One solution to this might be to play all international qualification games in a short intensive period. Almost like a mini-tournament over a few weeks. This would mean that we do not need constant breaks in the domestic calender. If we need friendlies they could be scheduled in mid-week slots, but really who needs these games anyway? Coaches already know everything there is to know about the players they are selecting and systems, and team formations could be worked on in scheduled training camps rather than games that eat into our regular football time. The downside of this approach is that if a key player is injured during the qualification period they would likely miss the entire qualification campaign rather than just one or two games. FIFA should also standardize this so that a player that is suspended misses the nest game unlike the bizzare situation with Burkina Faso defender Steve Yago, who started against Bafana on Saturday despite having being red carded for punching a Botswana player in his last game. The punch was so hard he knocked him out and the Botswanan was stretchered from the field. That was in the AFCON, however, and this weekend’s game was in the World Cup so Yago will not serve a suspension until next year.
We could even be more radical and just continue to play our PSL games alongside the international fixtures. Rugby and cricket manage to do this. The Bafana players would just miss the odd game here and there while they were representing the national side, in the same way that the Springboks miss the Currie Cup and Proteas miss the domestic cricket fixtures. In reality it is never going to happen given the power and influence of the big clubs that supply the best international players, but it would be amusing to watch the interview with Pitso Mosimane when Sundown’s are asked to play without their international stars.
As it stands all we are left with is another weekend with no live game to attend and just more football on TV. At least we had an entertaining game, with a crazy last ten minutes that produced a valuable away point, and a series of useful contributions from various former AjaxCT players. Thulani Hlatshwayo has stepped up to become a reliable captain for the national side. Keagan Dolly and Thulani Serero also made useful contributions, despite the lack of any game time for Serero at Ajax Amsterdam. Of the Capetonians on show it was Eleazar Rodgers who really impressed, after waiting eight years to play for Bafana since his last game in a friendly against Malawi. From the kick-off he linked the attacking play intelligently and his good close control and quick distribution with both head and feet constantly brought the other attackers into play.

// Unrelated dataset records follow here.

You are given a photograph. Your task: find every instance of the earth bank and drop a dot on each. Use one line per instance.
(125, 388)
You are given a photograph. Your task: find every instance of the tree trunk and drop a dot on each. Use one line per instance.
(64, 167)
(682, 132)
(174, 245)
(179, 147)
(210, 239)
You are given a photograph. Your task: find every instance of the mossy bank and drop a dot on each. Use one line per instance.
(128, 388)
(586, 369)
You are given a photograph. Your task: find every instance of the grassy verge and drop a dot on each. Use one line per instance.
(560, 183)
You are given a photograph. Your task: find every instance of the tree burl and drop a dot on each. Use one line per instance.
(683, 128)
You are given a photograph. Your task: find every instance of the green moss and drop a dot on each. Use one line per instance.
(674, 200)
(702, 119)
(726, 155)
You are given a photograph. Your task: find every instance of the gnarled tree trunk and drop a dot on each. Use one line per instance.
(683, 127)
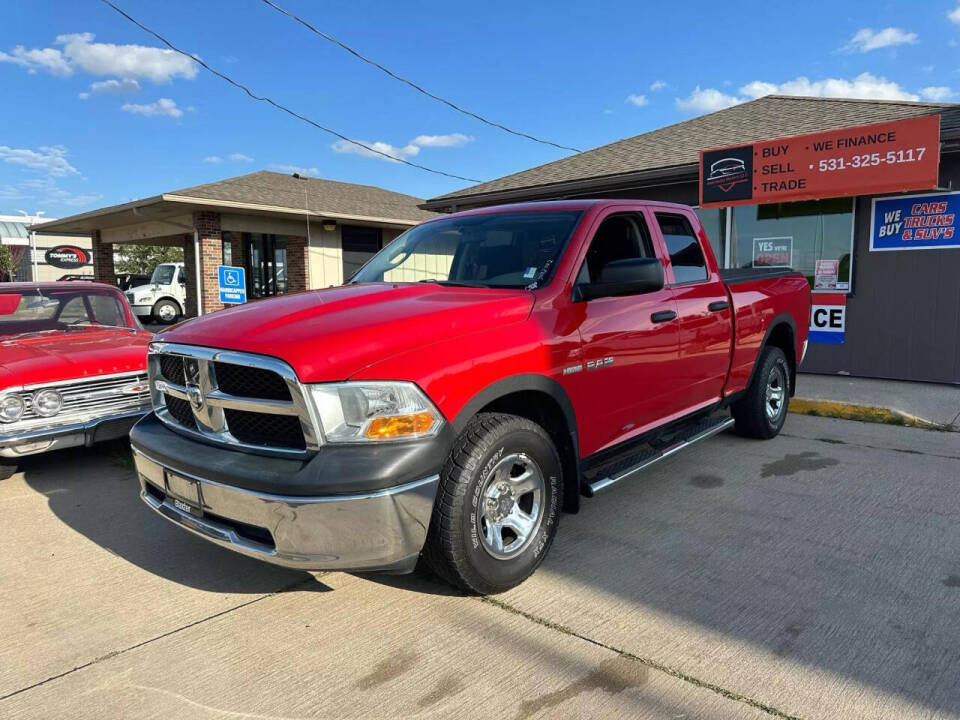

After a long and successful spell with Santos, we only saw Rodgers for one season at AjaxCT. His return of 5 goals in 23 games in the 13/14 campaign does not stand out, but as he has later shown he is a better player than those statistics suggest. He played the lone striker role that Nathan Paulse is currently making such a success of, but during his time at AjaxCT he often seemed to be too isolated with support too far away to reach his intelligent knock-downs. On Saturday night he had the support he needed at close quarters from Serero and Dolly and was constantly available to hold the ball and bring the other attacking players into the game. Looking at his success now at domestic and international level, you have to think we did not get the best out of him for whatever reason – build up play too slow, not enough good quality support, attackers playing too deep? He was brought into the side as Khama Billiat was leaving and I suspect he may have had a more successful season had the two players both been present in the same squad. As the PSL finally does return next Saturday we face similar conundrums of how to get the best out of the attacking talent we currently have in the squad. We need a quick answer given that we resume away at Kaizer Chiefs. It is hard not to be a little nervous about our prospects.